As redes sociais ainda podem comprometer o desenvolvimento saudável. “Tem crianças que começam a criar um estereótipo, um personagem que posta determinado tipo de fotos, conteúdos e virtualmente tem um sucesso, que muitas vezes não acontece no mundo fora das telas”, comenta.

O oposto também é comum: crianças se frustram por não cativar atenção nas redes e começam a ter sentimentos de vergonha e fracasso. Segundo o psicólogo, ambos os casos contribuem para a inibição das interações sociais.

Pais atentos

Em 2018, 24,3 milhões de crianças e adolescentes brasileiros entre 9 e 17 anos tinham acesso à internet, segundo a TIC Kids Online Brasil, pesquisa do Centro Regional de Estudos para o Desenvolvimento da Sociedade da Informação (Cetic.br). Desses, 82% possuíam alguma rede social. O Instagram foi o aplicativo com maior crescimento de perfis (alta de 9%, sendo que 45% dos entrevistados tinham uma conta).

Acessar as redes sociais era a atividade mais realizada na internet por 67% dos consultados, atrás apenas do uso de apps de mensagem (77%).

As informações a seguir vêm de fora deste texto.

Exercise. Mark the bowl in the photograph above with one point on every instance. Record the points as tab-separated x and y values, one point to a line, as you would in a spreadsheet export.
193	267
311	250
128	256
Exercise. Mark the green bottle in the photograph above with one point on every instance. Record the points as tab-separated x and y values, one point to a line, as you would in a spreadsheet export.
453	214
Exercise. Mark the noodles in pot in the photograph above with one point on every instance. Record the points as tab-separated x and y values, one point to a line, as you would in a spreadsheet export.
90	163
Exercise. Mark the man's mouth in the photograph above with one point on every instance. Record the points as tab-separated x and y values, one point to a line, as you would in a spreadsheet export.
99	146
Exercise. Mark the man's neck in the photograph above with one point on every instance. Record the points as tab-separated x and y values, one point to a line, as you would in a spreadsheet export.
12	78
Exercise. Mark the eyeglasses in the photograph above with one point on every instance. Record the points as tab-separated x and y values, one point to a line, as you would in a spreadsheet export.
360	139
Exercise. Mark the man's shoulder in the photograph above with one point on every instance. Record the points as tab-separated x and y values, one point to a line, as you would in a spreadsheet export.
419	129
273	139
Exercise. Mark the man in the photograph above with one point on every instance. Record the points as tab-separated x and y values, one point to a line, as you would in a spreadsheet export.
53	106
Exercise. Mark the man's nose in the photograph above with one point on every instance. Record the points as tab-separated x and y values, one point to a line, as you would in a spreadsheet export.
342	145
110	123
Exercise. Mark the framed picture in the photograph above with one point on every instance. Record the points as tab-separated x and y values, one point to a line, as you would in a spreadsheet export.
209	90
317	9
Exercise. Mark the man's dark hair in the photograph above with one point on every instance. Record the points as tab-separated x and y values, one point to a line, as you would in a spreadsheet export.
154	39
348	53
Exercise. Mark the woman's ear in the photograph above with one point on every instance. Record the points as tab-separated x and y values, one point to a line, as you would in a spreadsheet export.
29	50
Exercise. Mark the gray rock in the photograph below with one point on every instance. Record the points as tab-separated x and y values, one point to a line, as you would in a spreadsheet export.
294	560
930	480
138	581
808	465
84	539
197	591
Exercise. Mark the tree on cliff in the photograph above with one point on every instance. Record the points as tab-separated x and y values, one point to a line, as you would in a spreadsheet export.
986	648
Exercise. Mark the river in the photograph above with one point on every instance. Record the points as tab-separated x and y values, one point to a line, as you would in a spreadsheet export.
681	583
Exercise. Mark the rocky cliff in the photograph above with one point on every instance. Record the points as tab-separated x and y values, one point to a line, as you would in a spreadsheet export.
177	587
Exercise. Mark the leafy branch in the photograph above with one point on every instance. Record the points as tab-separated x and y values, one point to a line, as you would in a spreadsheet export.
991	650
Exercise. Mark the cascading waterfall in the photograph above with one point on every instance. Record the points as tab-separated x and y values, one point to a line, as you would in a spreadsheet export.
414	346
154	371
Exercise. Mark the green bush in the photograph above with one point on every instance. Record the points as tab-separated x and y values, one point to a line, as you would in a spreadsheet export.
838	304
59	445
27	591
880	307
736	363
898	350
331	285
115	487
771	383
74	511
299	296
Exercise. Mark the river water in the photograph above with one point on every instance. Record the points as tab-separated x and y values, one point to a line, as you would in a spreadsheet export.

No entanto, quando o assunto são as mídias, a coordenadora do levantamento, Luísa Adib, destaca os índices de privacidade e segurança:

  • 5% enviaram dados pessoais para alguém que não conheciam;
  • 8% enviaram foto ou vídeo para alguém que não conheciam pessoalmente;
  • 18% compartilharam o endereço;
  • 24% mentiram a idade;
  • 27% tiveram contato com desconhecidos pelas redes sociais – primeiro lugar no levantamento.

Para proteger os filhos desse cenário, cabe aos pais avaliar qual a hora ideal de liberá-los para usar os apps. Não há um padrão de idade para basear o processo; é preciso avaliar a maturidade individual e ter disposição para orientá-los.

O que diz o Instagram

A empresa diz que ainda está “explorando a possibilidade” de criar um Instagram para o público infantil, mas diz que a plataforma “deve priorizar a segurança e privacidade das crianças”. Além disso, está consultando especialistas em desenvolvimento e segurança infantil, saúde mental e privacidade para criar o app e que não exibirá anúncios para esse público menor de idade.

Em seu modelo original, o Instagram permite apenas que maiores de 13 anos criem um perfil. Para crianças e pré-adolescentes menores, é obrigatório que uma pessoa seja responsável pelo monitoramento e tenha seu nome indicado na biografia da página. Irregularidades podem ser denunciadas via questionário.